Only downside seems to be the Performance of tunnels in Containers. I use them for my personal Website, did a bit of Loadtesting and was able to get significantly more RPS without the CF Tunnel. Might be something on my end tho, not sure.

That's interesting. Cloudflare tunnels do a few things that I expected to to make it perform better in general: obviously TLS termination on CF's side where they likely have faster hardware doing that (at least faster than many customers), then the keep-alive sockets for tunnel<->CF, and I think they use UDP/QUIC for the tunnel<->CF connection[0] which I figure could remove some latency.

[0]: `lsof -i | grep cloudfl` shows me 4 UDP connections & 1 TCP

Makes firewall/ACL administration much simpler for one. Also makes it easier to hide and/or rotate origin IPs.

I hate that Shopify app has cloudflare tunnels ingrained by default. You can use other tunnels, i.e. ngrok, but it's a lot more manual with the setup.

Bad timing: quarterly earnings call is this afternoon.

Perhaps someone was rushing to release something that was going to be announced on the earnings call...

That was yesterday. They announced pricing changes for Cloudflare workers. I think it won't affect me but heavy workloads will have to pay more. They used to charge a flat fee but now are moving to $/CPU time.

Overall I still love Cloudflare and run all my backend stuff there. It just feels simpler and cleaner than AWS but it's slowly starting to get cluttered as more features are released.

They announced that on 28/09 fyi. It's not new and they didn't change a flat fee before.

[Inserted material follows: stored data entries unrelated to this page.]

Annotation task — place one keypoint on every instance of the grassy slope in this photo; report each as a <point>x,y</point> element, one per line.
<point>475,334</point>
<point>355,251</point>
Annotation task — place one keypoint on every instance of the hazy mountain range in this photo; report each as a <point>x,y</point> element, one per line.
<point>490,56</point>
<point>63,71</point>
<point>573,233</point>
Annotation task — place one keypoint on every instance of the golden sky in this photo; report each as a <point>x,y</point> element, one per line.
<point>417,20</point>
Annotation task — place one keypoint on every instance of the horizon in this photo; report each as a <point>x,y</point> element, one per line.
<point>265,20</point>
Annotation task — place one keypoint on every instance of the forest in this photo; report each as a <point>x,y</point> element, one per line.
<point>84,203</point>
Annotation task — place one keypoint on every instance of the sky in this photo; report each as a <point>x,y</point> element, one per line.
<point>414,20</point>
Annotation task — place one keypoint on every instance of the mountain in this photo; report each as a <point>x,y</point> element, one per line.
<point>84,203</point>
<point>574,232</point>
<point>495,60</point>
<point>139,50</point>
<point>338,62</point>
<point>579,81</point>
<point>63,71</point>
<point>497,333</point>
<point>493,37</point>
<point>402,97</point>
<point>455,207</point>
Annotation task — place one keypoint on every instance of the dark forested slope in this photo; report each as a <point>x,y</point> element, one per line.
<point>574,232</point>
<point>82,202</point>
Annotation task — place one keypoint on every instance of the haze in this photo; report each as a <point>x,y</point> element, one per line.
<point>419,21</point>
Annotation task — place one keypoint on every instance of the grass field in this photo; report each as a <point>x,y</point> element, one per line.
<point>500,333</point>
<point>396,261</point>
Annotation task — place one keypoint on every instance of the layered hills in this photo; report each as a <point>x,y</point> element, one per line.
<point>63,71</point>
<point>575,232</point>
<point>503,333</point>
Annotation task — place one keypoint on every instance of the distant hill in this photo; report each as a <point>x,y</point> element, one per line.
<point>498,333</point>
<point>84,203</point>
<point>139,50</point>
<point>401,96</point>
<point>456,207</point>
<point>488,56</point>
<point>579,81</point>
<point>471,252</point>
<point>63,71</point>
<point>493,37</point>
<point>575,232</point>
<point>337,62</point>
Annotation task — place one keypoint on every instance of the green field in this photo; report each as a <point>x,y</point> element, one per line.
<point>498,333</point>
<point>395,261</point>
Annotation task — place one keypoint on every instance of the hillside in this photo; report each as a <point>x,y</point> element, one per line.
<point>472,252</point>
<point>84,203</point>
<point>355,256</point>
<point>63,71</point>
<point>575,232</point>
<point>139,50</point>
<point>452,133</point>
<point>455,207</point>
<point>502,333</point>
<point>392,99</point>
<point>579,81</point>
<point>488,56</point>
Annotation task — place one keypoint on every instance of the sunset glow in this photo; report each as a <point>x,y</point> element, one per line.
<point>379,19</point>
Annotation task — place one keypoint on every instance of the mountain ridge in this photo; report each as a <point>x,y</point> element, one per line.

They still have the 5 € / month fee.

https://blog.cloudflare.com/workers-pricing-scale-to-zero/

You're right. The email yesterday was that the voluntary opt in period to the new pricing was starting. Everyone will be switched over on March 1st.

"Cloudflare, Inc. Class A Common Stock is expected* to report earnings on 11/02/2023 after market close."

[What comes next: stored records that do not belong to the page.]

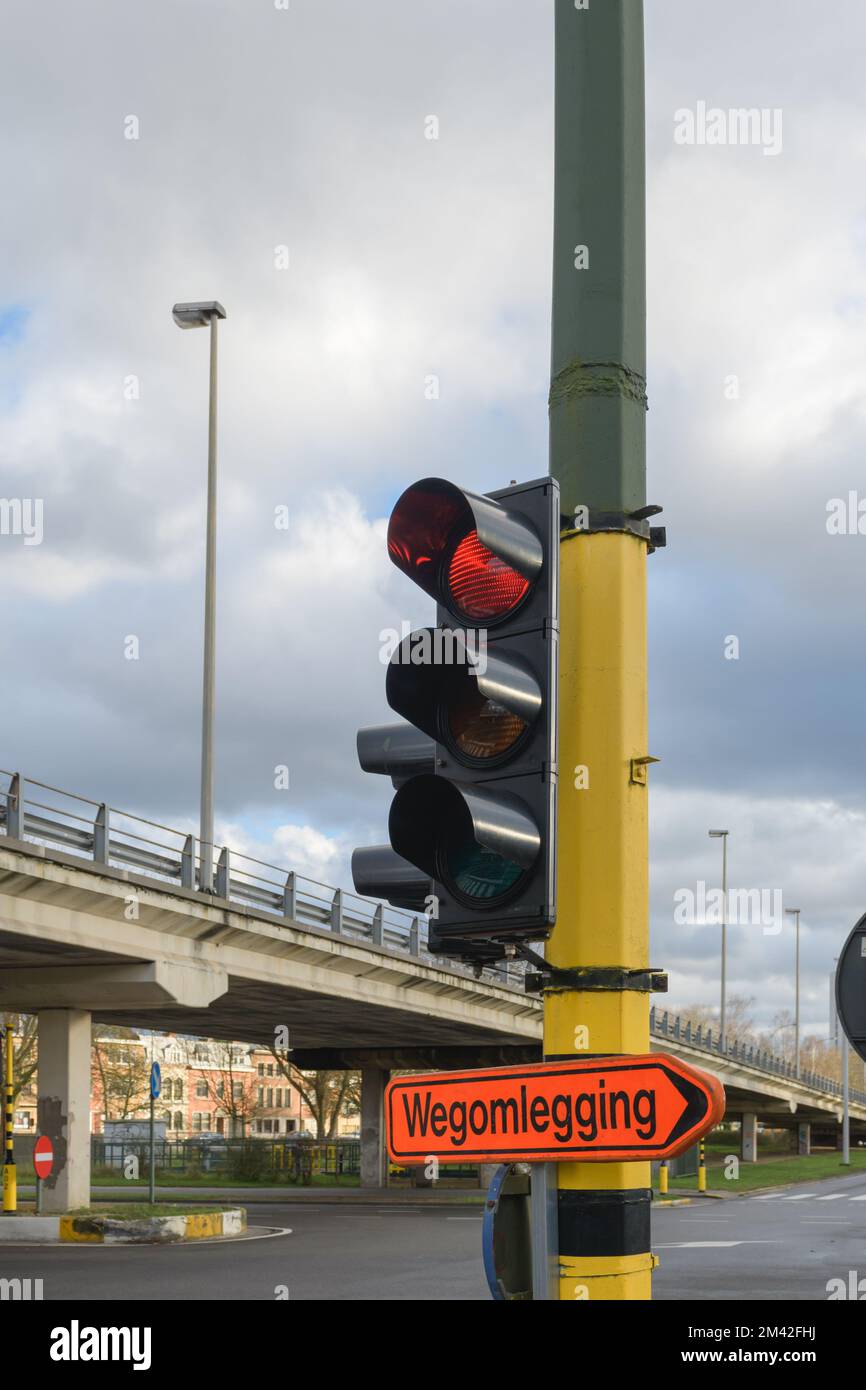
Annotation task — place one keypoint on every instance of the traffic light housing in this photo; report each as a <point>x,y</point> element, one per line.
<point>474,765</point>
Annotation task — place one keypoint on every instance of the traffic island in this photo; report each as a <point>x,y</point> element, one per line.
<point>161,1226</point>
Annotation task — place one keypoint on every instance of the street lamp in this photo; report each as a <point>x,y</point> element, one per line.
<point>199,316</point>
<point>794,912</point>
<point>722,836</point>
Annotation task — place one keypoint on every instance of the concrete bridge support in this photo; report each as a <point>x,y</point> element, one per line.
<point>374,1158</point>
<point>64,1089</point>
<point>748,1137</point>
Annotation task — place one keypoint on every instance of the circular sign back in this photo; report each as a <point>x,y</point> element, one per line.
<point>851,988</point>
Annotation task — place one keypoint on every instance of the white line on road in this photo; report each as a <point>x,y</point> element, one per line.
<point>715,1244</point>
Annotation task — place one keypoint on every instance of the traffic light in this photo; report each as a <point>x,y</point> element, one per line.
<point>474,765</point>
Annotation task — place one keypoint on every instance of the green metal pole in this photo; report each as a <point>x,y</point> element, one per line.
<point>598,453</point>
<point>598,371</point>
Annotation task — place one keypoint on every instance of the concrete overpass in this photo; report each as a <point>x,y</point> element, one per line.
<point>100,919</point>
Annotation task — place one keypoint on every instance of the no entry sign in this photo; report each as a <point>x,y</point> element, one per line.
<point>602,1109</point>
<point>43,1157</point>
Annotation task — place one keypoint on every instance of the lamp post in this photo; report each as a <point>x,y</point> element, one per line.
<point>199,316</point>
<point>794,912</point>
<point>722,836</point>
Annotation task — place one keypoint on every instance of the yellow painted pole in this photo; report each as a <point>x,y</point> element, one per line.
<point>10,1186</point>
<point>598,453</point>
<point>602,893</point>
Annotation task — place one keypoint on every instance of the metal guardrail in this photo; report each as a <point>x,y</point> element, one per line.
<point>106,836</point>
<point>103,834</point>
<point>665,1025</point>
<point>252,1157</point>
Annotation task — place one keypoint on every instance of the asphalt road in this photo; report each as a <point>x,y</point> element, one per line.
<point>786,1246</point>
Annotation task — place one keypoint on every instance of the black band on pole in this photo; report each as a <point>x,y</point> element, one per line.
<point>605,1222</point>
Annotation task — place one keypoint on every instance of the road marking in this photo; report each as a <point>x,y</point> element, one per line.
<point>715,1244</point>
<point>260,1233</point>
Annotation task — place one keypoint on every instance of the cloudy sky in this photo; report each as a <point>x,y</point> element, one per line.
<point>186,149</point>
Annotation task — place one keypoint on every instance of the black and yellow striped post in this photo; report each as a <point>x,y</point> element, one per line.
<point>10,1186</point>
<point>598,406</point>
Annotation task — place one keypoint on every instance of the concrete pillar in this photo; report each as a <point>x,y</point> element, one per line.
<point>64,1080</point>
<point>748,1137</point>
<point>374,1158</point>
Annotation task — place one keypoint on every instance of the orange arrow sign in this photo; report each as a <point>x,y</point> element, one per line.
<point>602,1109</point>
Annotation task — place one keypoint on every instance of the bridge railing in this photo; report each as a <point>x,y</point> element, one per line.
<point>103,834</point>
<point>665,1025</point>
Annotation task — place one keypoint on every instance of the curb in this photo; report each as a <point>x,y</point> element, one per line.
<point>114,1230</point>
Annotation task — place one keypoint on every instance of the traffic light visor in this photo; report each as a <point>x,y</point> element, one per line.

https://www.nasdaq.com/market-activity/stocks/net/earnings

This is not looking good. I really hope they don't move away from dogfooding because of this.

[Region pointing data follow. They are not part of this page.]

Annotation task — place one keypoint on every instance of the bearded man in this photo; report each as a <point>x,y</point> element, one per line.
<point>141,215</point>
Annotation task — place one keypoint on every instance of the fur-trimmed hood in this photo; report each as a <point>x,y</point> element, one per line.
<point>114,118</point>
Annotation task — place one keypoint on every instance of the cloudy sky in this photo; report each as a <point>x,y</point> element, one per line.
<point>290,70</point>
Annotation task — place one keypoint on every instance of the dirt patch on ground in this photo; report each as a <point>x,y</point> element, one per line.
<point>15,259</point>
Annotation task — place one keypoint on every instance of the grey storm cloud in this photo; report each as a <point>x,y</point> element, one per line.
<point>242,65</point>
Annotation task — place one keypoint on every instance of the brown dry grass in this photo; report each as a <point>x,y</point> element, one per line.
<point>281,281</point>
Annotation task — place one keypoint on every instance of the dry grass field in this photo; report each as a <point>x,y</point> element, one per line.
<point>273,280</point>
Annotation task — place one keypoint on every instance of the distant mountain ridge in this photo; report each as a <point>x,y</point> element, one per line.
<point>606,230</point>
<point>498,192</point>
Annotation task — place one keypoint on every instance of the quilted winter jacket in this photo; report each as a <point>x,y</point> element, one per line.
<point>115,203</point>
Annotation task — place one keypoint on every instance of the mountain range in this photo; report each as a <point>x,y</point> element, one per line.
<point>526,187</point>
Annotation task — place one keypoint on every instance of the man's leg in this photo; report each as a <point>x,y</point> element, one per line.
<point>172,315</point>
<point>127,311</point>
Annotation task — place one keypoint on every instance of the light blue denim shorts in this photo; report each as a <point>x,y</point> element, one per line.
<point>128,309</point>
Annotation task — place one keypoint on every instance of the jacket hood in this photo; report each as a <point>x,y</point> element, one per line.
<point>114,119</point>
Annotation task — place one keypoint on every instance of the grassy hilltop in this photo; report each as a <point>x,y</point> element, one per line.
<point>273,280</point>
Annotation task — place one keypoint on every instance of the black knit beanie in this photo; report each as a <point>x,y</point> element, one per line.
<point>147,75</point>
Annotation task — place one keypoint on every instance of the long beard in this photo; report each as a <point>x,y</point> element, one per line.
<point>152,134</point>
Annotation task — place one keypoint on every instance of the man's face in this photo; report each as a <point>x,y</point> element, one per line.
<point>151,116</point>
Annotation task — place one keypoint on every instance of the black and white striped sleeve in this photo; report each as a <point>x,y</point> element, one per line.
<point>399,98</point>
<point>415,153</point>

Also vercel deployments (and edge functions in general) aren't working. Their status page says: "We identified the root cause as an issue with one of our upstream providers and working with them towards mitigation."

I wonder if edge functions use workers under the hood lol.

LINK: https://www.vercel-status.com/

Digital Ocean too: https://status.digitalocean.com/incidents/bw3r3j9b5ph5

I don't know if I should be proud or scared that a lot of these products are just wrappers around Cloudflare offerings.

In this case I don't think its a wrapper, DOs App Platform is a bit too sophisticated to be on workers. I'm guessing a bunch of key workloads using workers.

I'm pretty sure edge functions are just workers with an little extra code for metrics and stuff.

Updated on the CF side:

> Cloudflare is assessing a loss of power impacting data centres while simultaneously failing over services.

Someone else in the thread shared this thread [0] which is about Flexential PDX02 losing power at the same time.

> Looks like they lost utility, switched to generator, and then generator failed (not clear on scope of Gen failure yet). Some utility power is back, so recovery is in progress for some portion of the site.

Sounds like the entire DC went down and their failover didn't handle it as gracefully as it should have.

[0]: https://puck.nether.net/pipermail/outages/2023-November/0149...

> I wonder if edge functions use workers under the hood lol.

Yep: https://news.ycombinator.com/item?id=29003514

someone will have their coffee break cut short at cloudflare, oops!

Many more will get an extended coffee break.

Some will get an eternal coffee break.

Tbh. Cloudflare is transparant with these kind of cases, they don't do "scape goating". When everyone in tech was firing, they didn't.

When an employee made a mistake, Cloudflare refused to name the person and said it was a mistake of the organisation ( was looking for the article, but couldn't find it).

During the last years ( lot's of companies fired lots employees because of rising interest, overhiring during Covid, ... ).

Contrary: The only time they fired employees in a larger quantity, was in Q2 2023 for the sales department, regarding underperformers ( performing 1/5th of the average). This was described here based on the earnings call: https://softwarestackinvesting.com/cloudflare-net-q2-2023-ea... and it's about 100 employees ( on > 3300), where they tried to re-hire others ( who got fired elsewhere because of the raised interests of the FED).

and extend other's coffee break, since their site is down and can't work.

The most impressive thing is: The status page actually works

Isn't it ironic that of all the services failing the status page never seems to go down? Of course it's likely hosted somewhere else, but I always chuckled and thought the same thing when there was a major outage somewhere.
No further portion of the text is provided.